Plant/Animal Interactions (Evolution)

Summary

The question whether there has been a decline in global pollination rates has been of great interest to various scholars including Pauw and Hawkins (2010). In their article, Pauw and Hawkins strive to fill the gap in the evidence regarding the demise of pollination in ecosystems. It is undeniable that pollination and other ecosystem services are essential as they contribute towards plant reproductive biology. The process of pollination is imperative for sustainability and conservation of the fauna and flora in the world. In this regard, Pauw and Hawkins (2010) based their study on the fact that the decline in pollination services leads to a decline in the reproductive output of plants. The reduction in pollination services is caused by such factors as habit fragmentation, extreme weather as well as pests and chemicals, which gradually result in shifts in the ecosystem and landscape function.
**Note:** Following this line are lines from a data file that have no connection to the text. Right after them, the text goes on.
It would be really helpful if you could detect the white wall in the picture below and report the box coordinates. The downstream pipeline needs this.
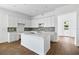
[58,12,77,37]
[0,8,30,43]
[0,13,8,43]
[32,16,55,27]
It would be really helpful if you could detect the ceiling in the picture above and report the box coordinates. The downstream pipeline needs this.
[0,4,65,16]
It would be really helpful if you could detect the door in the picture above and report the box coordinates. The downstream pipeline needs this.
[17,23,24,39]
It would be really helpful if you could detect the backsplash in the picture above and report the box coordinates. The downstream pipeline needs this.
[7,27,17,32]
[24,27,55,31]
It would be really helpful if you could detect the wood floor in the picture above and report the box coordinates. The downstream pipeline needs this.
[0,37,79,55]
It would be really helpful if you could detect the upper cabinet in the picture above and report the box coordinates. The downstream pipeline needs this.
[8,15,26,27]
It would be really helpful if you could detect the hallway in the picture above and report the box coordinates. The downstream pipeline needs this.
[0,37,79,55]
[48,37,79,55]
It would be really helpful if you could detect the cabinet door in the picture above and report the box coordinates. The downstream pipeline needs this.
[8,15,17,27]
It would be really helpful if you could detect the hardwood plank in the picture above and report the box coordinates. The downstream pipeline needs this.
[0,37,79,55]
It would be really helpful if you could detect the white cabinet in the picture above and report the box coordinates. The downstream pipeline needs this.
[8,15,17,27]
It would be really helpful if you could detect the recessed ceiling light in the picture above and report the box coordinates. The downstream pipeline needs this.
[13,5,16,7]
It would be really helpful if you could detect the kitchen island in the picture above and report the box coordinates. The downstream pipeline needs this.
[21,33,50,55]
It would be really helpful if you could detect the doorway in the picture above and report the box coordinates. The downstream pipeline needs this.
[17,23,25,39]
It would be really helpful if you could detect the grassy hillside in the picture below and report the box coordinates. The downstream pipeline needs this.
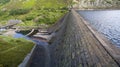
[0,0,67,26]
[0,36,34,67]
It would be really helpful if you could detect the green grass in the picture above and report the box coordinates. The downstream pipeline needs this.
[0,36,34,67]
[0,0,67,26]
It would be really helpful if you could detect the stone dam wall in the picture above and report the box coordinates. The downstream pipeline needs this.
[49,11,120,67]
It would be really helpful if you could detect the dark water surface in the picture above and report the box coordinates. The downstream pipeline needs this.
[77,10,120,47]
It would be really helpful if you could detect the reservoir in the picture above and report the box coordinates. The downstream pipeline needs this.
[77,10,120,47]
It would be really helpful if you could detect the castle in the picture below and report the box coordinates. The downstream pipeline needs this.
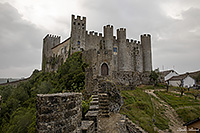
[42,15,152,91]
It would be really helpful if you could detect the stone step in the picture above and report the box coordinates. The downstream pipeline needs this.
[99,93,108,96]
[99,103,109,108]
[89,105,99,111]
[90,101,99,105]
[81,120,95,133]
[99,99,108,103]
[92,98,99,101]
[92,95,98,98]
[99,106,109,110]
[85,111,99,119]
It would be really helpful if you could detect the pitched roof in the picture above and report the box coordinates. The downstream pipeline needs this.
[160,70,178,76]
[183,117,200,126]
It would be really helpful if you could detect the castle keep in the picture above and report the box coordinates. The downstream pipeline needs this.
[42,15,152,90]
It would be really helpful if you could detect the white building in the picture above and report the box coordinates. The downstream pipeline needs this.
[167,73,196,88]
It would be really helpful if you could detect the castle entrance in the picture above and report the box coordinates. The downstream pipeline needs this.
[101,63,108,76]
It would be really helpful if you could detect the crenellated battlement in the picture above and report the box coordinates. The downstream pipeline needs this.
[72,15,86,21]
[117,28,126,32]
[43,15,152,75]
[44,34,60,39]
[103,24,113,29]
[140,34,151,38]
[86,31,102,37]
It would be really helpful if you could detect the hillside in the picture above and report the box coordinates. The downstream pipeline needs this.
[0,52,87,133]
[120,86,200,132]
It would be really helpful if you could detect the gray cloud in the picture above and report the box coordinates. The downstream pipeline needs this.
[0,3,46,77]
[0,0,200,77]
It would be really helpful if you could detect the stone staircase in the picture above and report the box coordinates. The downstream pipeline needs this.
[99,93,109,117]
[85,95,99,132]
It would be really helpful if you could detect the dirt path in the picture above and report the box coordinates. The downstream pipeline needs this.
[145,90,184,133]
Pauw and Hawkins (2010) established a method for reconstructing historical pollination rates and compared the data to recent rates. They compared pre-1950 herbariums specimens to post-1950 plant populations and found parallel declines in populations and pollination rates of their selected species. The authors detected changes in populations and pollination rates of orchid assemblages over time. Moreover, they found that pollination rates were higher before 1950 compared to the post-1950 pollination levels. The authors’ choice of the data reconstruction method was effective in comparing historical to recent pollination rates. However, there were chances of bias in their findings as the researchers relied on findings from a single location. Overall, the research established that low pollination rates results in reduced plant reproduction.

 

 

Introduction

Pauw and Hawkins’ (2010) article addresses the concerns that there has been a decline in global pollination rates due to such factors as habitat degradation and modern agricultural practices. The authors strive to respond to the questions raised by conservationists and land managers regarding the impending global pollination crisis. The decline in pollination rates as one of the key ecosystem services poses a threat to nutritional and food security. For this reason, the researchers reconstructed historical pollination rates to determine whether this is indeed the case. Although empirical data on pollination rates is limited, research shows that there has been a significant loss of pollinators. Pauw and Hawkins (2010) based their article on the fact that this problem presents a unique challenge that needs to be addressed to ensure the sustainability of the world’s food production systems. In examining the pollination crisis, it becomes clear that low pollination rates in conservation areas is representative of the declining pollination globally.

Societal Relevance

Pollination and other ecosystem services are essential for the continuous supply of food to an increasing human population. Pollination, the transfer of pollen from the anthers to the stigmas of plants, is imperative to the sustainability and conservation of the world’s fauna and flora. The decline of pollination services reduces the reproductive output of plants. Such decline is caused by such factors as habitat fragmentation or destruction, extreme weather as well as pests and chemicals. Hence, it is crucial to address the conservation concerns for pollination as extreme cases in the decline of these services can result in the extinction of animals and plants and, consequently, lead to changes in the ecosystem and landscape function.

 

 

Background

Previous Research

Extensive research has been conducted to establish the role of pollination in reproduction, ecosystem conservation, and economic development. For instance, a study by National Research Council (2007) established that pollination accounts for the reproduction of about 75% of all angiosperms. Similarly, Ghazoul (2005) values pollination services in the United States at approximately $1.25 billion. However, research on the declining pollination rates and pollinating species is limited. A study by Biesmeijer et al. (2006) established declines in pollinator dependent plant species and hover-fly and bee assemblages. Their findings indicated that the decline in pollination services was due to the shifts in pollinator traits over time.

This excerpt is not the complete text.